This was a game-changer for me. I’d been telling myself that if I don’t get x number of pages written by the time we head home, it will have been a waste. But reality is very different than the goals we set for ourselves. Instead, my group and I set certain goals that made room for “wasting time,” to recharge and put our creative minds to rest for a moment. This built-in “wasted time” not only helped me step away when things became frustrating, but they helped me change my perspective about how I go about writing. Which leads me to my next point.

I Attended My First Writing Retreat. Here’s What I Learned

Experiment With Your Writing Process

My writing process is both simple and silly: Don’t write anything down until you know it’s perfect. Major LOL here.

I spend a lot of my writing process in my head, thinking out what would be drafts or notes before I put them down on paper—because I want the version of what’s in my head to read as seamlessly as possible upon first pass. I couldn’t recommend this less. This has made my writing process so slow, because I’m terrified of the messy beginning stages that I end up spending more time in writerly fantasy than I do in actual writing.
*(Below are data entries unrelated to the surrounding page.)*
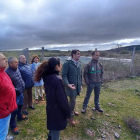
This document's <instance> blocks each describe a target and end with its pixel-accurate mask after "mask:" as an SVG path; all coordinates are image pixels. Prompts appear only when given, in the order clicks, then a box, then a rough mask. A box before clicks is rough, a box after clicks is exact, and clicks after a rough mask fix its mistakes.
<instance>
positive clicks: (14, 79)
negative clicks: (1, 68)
mask: <svg viewBox="0 0 140 140" xmlns="http://www.w3.org/2000/svg"><path fill="white" fill-rule="evenodd" d="M5 72H6V73H7V74H8V76H9V77H10V78H11V80H12V83H13V85H14V87H15V90H16V96H18V95H20V94H22V93H23V91H24V89H25V83H24V81H23V79H22V77H21V73H20V71H19V69H18V68H17V69H13V68H12V67H10V66H9V67H8V68H7V69H6V70H5Z"/></svg>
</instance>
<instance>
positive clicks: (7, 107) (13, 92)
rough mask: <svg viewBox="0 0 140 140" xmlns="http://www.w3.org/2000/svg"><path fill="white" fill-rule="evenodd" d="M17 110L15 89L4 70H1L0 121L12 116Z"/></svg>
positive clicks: (3, 69) (0, 91) (0, 80)
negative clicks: (15, 109) (11, 113)
mask: <svg viewBox="0 0 140 140" xmlns="http://www.w3.org/2000/svg"><path fill="white" fill-rule="evenodd" d="M16 108H17V103H16V92H15V88H14V86H13V84H12V81H11V79H10V78H9V76H8V75H7V74H6V72H5V71H4V68H0V119H3V118H5V117H7V116H8V115H10V114H11V113H12V112H13V111H14V110H15V109H16Z"/></svg>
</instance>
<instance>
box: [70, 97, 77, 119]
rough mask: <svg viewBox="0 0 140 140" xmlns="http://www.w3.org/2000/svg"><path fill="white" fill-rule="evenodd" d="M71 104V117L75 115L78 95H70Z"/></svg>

So, I used this writing retreat to try my hand at truly drafting. I felt myself hitting a wall near the end of our second day, and part of me thought, “That’s OK. You’ve made it through two days of writing. Clock out early.” Instead, I decided to try and draft, and used my writing partners for help.

One of my characters is a mother to a toddler, and my story needed a moment of reflection. So, I wanted to go back to the last days of her pregnancy. I’ve never been pregnant, and I don’t have children, and I wanted her thoughts and emotions to be authentic. So, I asked my friend Lily, a mother of three, if she wouldn’t mind spending some time telling me about her feelings of being pregnant the first time.

She started reminiscing, and I wrote down every word she said as bullet points and half-formed thoughts—but what began to grow from those seeds was a scene I wouldn’t have ever thought could fit into my story. It unlocked a part of my character I didn’t yet know. I felt like I was getting to know her as a real person. That flashback is now one of my favorite scenes I’ve ever written. It was some of the most fun I’ve had writing in a long time. Which leads me to my third and final tip.

Have Fun!

Recently, I spoke with an author who I adore, and asked him what advice he might have for other writers. He told me to remember the moment of writing what will end up being the first thing you publish, because it's the last moment that writing is for you and you alone.

Writing and publishing is stressful. It can be crushing and make you second-guess yourself. I started this weekend thinking the universe was telling me I didn’t have it in me, that yet another rejected story on the morning of my first writer’s retreat was an omen.

So, in the car on our way that Thursday, I stopped complaining about my perceived failures and reminded myself and my friends that this moment won’t happen again. We’ll never go on our first writer’s retreat again. We’ll never learn what we learned on that retreat for the first time again. These stories are hopefully the first of many, and I wanted to remember that.

By the time I was back home on Sunday afternoon, I’d forgotten completely about the rejection email I received that started everything. My characters were alive in my head, I’d made new memories with my friends, and had a path forward to continue working. We’re already planning next year’s retreat, where we promised each other we’d have new projects we were working on—whether that’s third drafts of these stories or brand new ones that need our attention.

My writing retreat started with a rejection, and ended with a reminder that every rejection is one step closer to getting that acceptance.